Models	Track 4: Multi-lingual Abilities
Vicuna-7B-v1.5	0.4382
Claude 2	0.6324
Amazon Titan	0.5300

With the results, we show that the challenge is manageable, in that open-source LLMs, without specific prompting techniques, can already achieve non-trivial performances. In addition, we observe a significant gap between open-source models (Vicuna-7B) and proprietary models (Claude 2), showing the potential room for improvement. We encourage participants to development effective solutions to close or even eliminate the gap.

🏆 Prizes

We prepare a prize pool of a total of $6,250 for this track.

Cash Prizes

For this track, we assign the following awards.

🥇 First Place: $2,000
🥈 Second Place: $1,000
🥉 Third Place: $500
Student Award: The best student team (i.e. all team members are students) will be awarded $750.

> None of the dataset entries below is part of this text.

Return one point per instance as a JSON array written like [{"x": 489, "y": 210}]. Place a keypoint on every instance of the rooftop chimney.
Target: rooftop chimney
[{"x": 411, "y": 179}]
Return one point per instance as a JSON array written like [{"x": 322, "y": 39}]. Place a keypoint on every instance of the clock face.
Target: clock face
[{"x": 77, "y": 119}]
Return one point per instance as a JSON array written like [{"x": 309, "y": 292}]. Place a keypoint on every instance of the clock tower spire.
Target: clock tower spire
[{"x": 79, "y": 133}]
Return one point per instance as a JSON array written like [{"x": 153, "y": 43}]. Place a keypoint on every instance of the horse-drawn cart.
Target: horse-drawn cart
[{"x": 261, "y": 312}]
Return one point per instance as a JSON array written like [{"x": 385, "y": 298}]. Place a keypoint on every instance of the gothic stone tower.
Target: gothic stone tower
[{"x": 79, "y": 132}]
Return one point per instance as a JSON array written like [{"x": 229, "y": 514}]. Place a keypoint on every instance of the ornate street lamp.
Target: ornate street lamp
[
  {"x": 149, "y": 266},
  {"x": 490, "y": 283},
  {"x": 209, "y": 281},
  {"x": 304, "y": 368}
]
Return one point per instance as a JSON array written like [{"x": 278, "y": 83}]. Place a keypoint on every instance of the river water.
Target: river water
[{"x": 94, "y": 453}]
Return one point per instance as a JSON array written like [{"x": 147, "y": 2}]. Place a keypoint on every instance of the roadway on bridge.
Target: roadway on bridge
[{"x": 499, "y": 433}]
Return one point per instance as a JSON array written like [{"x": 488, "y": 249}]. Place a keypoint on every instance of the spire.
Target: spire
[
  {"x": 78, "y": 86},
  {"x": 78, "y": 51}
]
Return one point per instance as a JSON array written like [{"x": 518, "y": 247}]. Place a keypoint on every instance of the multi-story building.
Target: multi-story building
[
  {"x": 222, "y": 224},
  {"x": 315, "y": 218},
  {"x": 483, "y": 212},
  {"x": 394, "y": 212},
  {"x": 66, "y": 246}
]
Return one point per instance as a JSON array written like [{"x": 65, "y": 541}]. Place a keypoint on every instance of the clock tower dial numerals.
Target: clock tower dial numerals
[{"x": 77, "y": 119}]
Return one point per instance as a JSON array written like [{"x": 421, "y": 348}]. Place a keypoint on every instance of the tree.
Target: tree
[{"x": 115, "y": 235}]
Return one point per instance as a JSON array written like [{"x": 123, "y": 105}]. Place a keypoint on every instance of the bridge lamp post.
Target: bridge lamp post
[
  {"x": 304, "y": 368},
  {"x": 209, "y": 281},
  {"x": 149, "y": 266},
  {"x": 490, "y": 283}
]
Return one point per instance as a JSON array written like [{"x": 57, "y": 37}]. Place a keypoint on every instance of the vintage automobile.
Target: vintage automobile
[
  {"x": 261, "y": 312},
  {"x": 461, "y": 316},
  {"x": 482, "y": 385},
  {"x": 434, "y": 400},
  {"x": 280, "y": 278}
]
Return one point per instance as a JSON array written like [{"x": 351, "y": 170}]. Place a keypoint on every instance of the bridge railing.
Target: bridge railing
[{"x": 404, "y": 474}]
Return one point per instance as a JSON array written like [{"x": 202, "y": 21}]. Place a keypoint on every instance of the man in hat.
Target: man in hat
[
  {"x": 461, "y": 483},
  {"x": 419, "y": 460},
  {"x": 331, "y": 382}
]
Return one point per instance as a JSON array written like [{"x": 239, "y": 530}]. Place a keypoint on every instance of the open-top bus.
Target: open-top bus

In addition to cash prizes, the winning teams will also have the opportunity to present their work at the KDD Cup workshop.

💳 AWS Credits

We will award $500 worth of AWS credits to the 4th-7th teams in this track.

📨 Submission

Please see details of submission here.

The time limit for submissions to Track 4 in Phase 1 is 60 minutes.

📅 Timeline

Please see the timeline here.

📱 Contact

Please use kddcup2024@amazon.com for all communication to reach the Amazon KDD cup 2024 team.

Organizers of this competition are:

Yilun Jin
Zheng Li
Chenwei Zhang
Xianfeng Tang
Haodong Wang
Mao Li
Ritesh Sarkhel
Qingyu Yin
Yifan Gao
Xin Liu
Zhengyang Wang
Tianyu Cao
Jingfeng Yang
Ming Zeng
Qing Ping
Wenju Xu
Pratik Jayarao
Priyanka Nigam
Yi Xu
Xian Li
Hyokun Yun
Jianshu Chen
Meng Jiang
Kai Chen
Bing Yin
Qiang Yang
Trishul Chilimbi

🤝 Acknowledgements

We thank our partners in AWS, Paxton Hall, for supporting with the AWS credits for winning teams and the competition.